Le Musée des merveilles, de Todd Haynes

 

Wonderstruck de Todd Haynes1927… Rose (Millicent Simmonds), sourde de naissance, vit avec son père, homme « respectable » et honteux d’être responsable d’un tel « handicap ». Un jour, la jeune fille s’enfuit pour New York dans l’espoir de rencontrer la célèbre actrice Lilian Mayhew (Julianne Moore). 1977… Ben (Oakes Fegley) vit avec sa tante et ses cousins après avoir perdu sa mère (Michelle Williams) et peu (pas) connu son père dont il ne lui reste que ce livre intitulé Wonderstruck (« émerveillé »). Egalement frappé de surdité suite à un accident, lui aussi décide de s’enfuir à New York, sur les traces de son paternel…

Après le mélodrame sirkien (Loin du paradis), le meta-portrait de l’insaisissable Bob Dylan (I’m Not There) et la beauté classique du miracle amoureux (Carol), Todd Haynes déroule sa nouvelle partition, adaptée du roman graphique de Brian Selznick, l’auteur de L’Invention de Hugo Cabret. Une émouvante fugue en deux mouvements en hommage à l’enfance, à ses mystères et ses émerveillements, à ses douleurs et ses incertitudes identitaires. Une ode à l’imagination aux accents spielbergiens.
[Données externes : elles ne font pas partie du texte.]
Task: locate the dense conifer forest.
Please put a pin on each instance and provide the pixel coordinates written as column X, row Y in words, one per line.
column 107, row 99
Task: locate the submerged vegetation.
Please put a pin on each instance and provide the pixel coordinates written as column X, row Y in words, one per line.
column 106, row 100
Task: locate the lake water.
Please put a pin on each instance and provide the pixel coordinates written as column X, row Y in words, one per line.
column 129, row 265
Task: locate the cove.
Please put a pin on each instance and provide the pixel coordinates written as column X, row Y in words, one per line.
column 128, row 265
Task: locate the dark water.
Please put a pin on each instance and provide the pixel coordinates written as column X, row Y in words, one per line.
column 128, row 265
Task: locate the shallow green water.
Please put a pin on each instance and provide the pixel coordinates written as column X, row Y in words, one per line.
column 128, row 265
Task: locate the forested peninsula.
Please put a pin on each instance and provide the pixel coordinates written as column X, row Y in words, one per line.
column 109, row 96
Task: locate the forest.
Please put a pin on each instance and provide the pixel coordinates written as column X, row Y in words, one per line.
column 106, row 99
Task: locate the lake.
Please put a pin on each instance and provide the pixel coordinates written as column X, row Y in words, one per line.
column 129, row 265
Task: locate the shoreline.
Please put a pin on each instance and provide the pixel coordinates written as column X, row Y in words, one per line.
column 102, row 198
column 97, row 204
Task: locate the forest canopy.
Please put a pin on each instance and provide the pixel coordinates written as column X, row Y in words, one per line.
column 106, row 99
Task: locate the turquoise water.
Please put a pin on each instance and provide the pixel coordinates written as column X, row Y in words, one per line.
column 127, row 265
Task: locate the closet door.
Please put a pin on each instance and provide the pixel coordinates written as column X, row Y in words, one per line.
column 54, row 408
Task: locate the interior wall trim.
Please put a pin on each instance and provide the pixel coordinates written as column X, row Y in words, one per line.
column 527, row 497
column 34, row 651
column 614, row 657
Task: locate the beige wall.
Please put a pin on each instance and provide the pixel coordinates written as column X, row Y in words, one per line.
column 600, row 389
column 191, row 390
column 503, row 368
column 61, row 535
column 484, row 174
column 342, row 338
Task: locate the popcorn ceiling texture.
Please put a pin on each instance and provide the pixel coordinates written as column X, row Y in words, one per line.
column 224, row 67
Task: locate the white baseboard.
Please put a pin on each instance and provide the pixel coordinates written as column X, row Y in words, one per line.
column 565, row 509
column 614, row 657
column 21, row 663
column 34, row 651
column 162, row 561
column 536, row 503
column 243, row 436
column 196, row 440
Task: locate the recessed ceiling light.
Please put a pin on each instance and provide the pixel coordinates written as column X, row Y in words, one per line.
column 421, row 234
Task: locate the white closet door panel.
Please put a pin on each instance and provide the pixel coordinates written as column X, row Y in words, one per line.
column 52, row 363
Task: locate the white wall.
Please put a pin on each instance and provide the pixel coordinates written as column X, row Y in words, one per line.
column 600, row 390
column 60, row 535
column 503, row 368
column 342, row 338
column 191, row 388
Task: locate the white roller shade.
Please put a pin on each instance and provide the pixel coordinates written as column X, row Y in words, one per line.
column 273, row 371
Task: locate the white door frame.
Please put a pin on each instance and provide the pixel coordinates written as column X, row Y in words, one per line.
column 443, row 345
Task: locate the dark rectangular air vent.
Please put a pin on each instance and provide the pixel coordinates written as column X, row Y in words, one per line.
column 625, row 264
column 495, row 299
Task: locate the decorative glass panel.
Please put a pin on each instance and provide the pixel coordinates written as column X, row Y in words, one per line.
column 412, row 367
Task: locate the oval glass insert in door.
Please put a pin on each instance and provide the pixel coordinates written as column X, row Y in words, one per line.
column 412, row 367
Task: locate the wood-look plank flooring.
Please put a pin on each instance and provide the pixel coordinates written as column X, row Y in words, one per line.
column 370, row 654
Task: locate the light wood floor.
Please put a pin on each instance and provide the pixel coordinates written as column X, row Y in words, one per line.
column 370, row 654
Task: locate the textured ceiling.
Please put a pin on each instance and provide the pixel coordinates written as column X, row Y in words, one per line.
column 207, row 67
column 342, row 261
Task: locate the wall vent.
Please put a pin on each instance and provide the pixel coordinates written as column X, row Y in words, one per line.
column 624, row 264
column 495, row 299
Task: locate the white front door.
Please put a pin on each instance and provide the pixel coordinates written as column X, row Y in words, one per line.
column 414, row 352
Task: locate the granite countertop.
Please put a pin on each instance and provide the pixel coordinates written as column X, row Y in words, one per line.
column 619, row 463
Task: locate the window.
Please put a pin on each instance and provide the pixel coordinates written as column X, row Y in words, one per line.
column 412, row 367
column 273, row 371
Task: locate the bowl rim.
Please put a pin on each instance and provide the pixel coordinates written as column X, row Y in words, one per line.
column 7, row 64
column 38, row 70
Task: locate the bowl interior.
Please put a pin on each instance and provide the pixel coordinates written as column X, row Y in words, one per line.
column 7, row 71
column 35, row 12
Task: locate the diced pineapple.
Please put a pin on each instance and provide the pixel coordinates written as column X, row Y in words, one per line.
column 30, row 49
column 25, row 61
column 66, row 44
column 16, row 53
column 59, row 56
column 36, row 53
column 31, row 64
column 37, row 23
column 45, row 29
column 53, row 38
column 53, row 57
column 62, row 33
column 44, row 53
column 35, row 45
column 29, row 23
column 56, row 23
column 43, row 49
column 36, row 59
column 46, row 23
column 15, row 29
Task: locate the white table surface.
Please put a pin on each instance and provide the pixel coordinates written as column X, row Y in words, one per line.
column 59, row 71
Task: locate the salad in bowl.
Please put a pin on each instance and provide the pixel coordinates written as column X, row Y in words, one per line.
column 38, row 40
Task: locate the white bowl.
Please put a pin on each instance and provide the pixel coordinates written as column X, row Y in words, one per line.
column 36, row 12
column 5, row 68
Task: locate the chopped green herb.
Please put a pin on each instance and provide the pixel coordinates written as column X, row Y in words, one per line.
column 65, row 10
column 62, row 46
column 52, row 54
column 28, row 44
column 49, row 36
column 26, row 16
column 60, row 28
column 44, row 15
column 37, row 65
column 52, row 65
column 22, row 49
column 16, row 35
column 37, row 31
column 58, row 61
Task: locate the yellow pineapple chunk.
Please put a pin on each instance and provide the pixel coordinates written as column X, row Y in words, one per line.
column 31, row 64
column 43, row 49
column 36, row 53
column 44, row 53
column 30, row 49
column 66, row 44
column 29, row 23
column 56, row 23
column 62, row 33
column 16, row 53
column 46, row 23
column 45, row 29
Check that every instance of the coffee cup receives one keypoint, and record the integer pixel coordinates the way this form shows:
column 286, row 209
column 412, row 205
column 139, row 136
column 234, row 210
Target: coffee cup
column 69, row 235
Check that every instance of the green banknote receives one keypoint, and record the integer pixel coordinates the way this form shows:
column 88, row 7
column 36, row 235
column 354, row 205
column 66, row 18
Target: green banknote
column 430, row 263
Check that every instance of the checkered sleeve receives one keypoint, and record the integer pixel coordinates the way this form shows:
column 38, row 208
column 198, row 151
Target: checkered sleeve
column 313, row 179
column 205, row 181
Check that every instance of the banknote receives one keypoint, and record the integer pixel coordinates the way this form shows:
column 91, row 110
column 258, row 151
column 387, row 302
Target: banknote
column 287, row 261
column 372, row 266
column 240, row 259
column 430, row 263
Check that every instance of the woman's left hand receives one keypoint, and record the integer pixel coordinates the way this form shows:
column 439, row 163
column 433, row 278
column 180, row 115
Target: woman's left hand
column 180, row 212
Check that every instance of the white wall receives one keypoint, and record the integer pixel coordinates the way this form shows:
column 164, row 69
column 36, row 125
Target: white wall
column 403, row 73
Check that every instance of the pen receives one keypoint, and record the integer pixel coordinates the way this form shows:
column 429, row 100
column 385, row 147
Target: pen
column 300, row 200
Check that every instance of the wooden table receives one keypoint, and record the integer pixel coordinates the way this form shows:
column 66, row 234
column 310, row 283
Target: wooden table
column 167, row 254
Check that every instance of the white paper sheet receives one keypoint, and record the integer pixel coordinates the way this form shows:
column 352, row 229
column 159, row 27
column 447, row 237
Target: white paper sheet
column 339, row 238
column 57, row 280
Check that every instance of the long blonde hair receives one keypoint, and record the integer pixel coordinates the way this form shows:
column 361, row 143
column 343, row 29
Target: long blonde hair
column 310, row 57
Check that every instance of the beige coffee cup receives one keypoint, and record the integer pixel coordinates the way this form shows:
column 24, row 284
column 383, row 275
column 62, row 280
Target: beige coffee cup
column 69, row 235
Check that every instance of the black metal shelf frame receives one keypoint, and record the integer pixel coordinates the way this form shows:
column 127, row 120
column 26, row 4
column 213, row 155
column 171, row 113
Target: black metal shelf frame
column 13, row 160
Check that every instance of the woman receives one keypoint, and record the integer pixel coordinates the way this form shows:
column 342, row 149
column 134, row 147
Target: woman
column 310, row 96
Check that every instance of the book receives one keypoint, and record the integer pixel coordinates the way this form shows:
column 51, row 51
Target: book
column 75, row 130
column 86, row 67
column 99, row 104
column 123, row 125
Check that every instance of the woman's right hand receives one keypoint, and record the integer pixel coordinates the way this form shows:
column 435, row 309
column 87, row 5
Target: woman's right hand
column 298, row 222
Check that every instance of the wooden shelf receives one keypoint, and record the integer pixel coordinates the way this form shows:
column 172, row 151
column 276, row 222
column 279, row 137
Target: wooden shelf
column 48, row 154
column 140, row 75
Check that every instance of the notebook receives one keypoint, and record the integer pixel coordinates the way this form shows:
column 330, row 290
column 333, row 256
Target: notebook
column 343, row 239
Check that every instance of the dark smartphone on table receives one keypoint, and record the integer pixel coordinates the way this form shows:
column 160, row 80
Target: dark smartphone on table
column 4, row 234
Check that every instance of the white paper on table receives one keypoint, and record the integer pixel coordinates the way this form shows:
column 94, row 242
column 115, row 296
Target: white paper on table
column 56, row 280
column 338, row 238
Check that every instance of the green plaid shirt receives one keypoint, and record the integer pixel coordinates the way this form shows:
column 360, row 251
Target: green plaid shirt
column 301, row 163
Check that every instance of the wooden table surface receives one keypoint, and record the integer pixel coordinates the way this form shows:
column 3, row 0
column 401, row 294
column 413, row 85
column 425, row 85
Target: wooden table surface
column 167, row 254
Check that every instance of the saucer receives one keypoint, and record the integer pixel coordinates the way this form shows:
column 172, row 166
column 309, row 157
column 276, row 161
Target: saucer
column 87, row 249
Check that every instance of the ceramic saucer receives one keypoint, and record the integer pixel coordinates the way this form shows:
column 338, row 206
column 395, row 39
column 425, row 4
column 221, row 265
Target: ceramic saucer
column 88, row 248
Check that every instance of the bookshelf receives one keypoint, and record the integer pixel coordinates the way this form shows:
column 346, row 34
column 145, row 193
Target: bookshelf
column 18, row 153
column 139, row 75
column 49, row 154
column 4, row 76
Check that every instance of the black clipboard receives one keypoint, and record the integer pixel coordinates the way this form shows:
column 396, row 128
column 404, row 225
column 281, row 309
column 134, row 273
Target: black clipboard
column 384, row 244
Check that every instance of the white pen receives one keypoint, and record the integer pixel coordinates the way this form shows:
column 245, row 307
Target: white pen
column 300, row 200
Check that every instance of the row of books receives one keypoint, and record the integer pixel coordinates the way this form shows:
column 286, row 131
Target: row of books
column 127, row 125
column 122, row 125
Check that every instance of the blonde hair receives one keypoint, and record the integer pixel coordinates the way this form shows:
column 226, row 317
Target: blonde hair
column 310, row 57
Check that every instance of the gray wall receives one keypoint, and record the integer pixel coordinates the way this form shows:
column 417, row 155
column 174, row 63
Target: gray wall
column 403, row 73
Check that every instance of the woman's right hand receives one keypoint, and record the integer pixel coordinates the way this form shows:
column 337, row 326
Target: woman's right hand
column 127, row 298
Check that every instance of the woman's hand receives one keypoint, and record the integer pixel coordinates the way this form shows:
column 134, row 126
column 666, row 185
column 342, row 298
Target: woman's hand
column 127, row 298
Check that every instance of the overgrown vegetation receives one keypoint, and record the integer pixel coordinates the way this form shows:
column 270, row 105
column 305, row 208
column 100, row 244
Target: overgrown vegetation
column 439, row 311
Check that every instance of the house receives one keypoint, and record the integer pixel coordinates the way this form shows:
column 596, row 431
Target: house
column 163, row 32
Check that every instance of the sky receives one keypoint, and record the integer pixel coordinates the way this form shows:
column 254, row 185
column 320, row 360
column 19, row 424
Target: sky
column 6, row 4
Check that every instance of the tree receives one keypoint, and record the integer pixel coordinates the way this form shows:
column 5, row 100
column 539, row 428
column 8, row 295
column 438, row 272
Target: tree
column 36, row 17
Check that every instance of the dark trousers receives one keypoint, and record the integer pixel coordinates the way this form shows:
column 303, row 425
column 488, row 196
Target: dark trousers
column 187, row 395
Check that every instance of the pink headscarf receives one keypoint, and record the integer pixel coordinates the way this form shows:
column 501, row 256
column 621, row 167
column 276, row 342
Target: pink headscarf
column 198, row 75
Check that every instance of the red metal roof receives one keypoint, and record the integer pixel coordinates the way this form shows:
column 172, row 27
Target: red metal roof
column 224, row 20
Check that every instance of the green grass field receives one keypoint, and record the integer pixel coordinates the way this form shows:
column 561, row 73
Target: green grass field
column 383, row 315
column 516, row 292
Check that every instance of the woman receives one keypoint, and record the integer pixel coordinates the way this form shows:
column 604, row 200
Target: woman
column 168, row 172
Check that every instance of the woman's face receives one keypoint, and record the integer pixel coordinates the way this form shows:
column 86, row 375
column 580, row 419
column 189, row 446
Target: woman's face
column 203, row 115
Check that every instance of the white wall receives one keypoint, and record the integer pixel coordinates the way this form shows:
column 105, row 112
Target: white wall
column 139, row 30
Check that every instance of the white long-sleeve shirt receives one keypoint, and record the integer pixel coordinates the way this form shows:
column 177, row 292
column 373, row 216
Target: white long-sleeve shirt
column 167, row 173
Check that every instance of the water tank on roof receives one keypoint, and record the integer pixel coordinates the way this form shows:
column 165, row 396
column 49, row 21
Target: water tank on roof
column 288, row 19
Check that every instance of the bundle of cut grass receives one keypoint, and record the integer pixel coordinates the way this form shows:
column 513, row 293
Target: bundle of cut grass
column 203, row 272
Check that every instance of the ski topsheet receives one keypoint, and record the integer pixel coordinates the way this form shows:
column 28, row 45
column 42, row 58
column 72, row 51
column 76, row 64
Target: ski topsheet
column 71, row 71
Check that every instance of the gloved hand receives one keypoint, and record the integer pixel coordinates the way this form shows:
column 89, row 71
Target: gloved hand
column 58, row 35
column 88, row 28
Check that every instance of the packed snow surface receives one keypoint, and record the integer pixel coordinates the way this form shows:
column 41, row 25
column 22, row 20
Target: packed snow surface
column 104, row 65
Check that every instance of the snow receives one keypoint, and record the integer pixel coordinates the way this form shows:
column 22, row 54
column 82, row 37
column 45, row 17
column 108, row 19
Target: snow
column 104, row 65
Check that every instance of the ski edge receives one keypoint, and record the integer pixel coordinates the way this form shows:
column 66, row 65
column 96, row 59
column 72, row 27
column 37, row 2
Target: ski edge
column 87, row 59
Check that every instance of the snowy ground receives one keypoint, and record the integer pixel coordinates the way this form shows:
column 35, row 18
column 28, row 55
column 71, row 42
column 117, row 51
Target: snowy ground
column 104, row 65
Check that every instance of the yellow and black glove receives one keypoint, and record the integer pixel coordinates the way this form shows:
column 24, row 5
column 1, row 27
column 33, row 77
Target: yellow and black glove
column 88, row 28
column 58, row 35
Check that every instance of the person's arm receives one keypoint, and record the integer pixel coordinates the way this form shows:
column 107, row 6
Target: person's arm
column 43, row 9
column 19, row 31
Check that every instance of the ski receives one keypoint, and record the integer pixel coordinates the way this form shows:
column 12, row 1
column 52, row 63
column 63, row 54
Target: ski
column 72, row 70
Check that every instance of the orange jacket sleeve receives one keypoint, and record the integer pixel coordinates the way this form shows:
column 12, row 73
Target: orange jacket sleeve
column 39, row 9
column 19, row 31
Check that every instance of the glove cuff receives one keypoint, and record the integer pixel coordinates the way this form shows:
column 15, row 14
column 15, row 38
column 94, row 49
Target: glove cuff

Du double destin de ces deux enfants sourds, Todd Haynes et Brian Selznick en tirent une étonnante expérience sensorielle. Dans sa version littéraire, Selznick avait opté pour deux modes de récits différents pour figurer les destins respectifs de Rose et Ben. Aux passages en prose classique pour celui-ci répondaient les pages dessinées « muettes » (sans phylactères) pour celle-là. Un travail de forme auquel il fallait évidemment trouver un équivalent cinématographique : ce sera le noir et blanc du cinéma muet et le lyrisme orchestral pour les années 1920 de Rose, la couleur et les trépidations funky pour les années 1970 de Ben. Ainsi, au silence qu’impose la surdité, Todd Haynes choisit d’opposer une symphonie explosive de bruits ambiants, de sons imaginaires ou réels et de musique, omniprésente. Comme pour mieux retranscrire cette nouvelle façon (décuplée) d’appréhender le monde dès lors que l’un de nos sens se trouve altéré. Un luxuriant design sonore qui flirte parfois avec l’overdose mais qui confère toute sa puissance au film, entraînant sans cesse le spectateur d’une intrigue à l’autre. Car ce n’est pas tant le montage de la musique qui impressionne que la musique du montage, les deux fils narratifs et sonores s’entrelaçant de façon effrénée, d’abord, puis sur un rythme plus tranquille pour enfin se rejoindre. Et Todd Haynes de finir par nous donner à entendre le silence.

Emouvant, onirique, tendre et sucré, le film de Todd Haynes réveille nos rêves, sacralise l’enfance en en magnifiant les émotions (la peur du loup, l’appel de l’aventure), les lieux (librairie, cinéma, musée d’histoire naturelle) et certains des totems les plus éternels (les livres, les maquettes, les dioramas). Et dans son alternance de formes et de sons de donner lieu à un merveilleux jeu de perception, faisant de ce Musée des merveilles un pur objet de cinéma.

Le Musée des merveilles (Wonderstruck) de Todd Haynes, avec Millicent Simmonds, Oakes Fegley, Julianne Moore, Michelle Williams… Etats-Unis, 2017. En compétition au 70e Festival de Cannes. Sortie le 15 novembre 2017.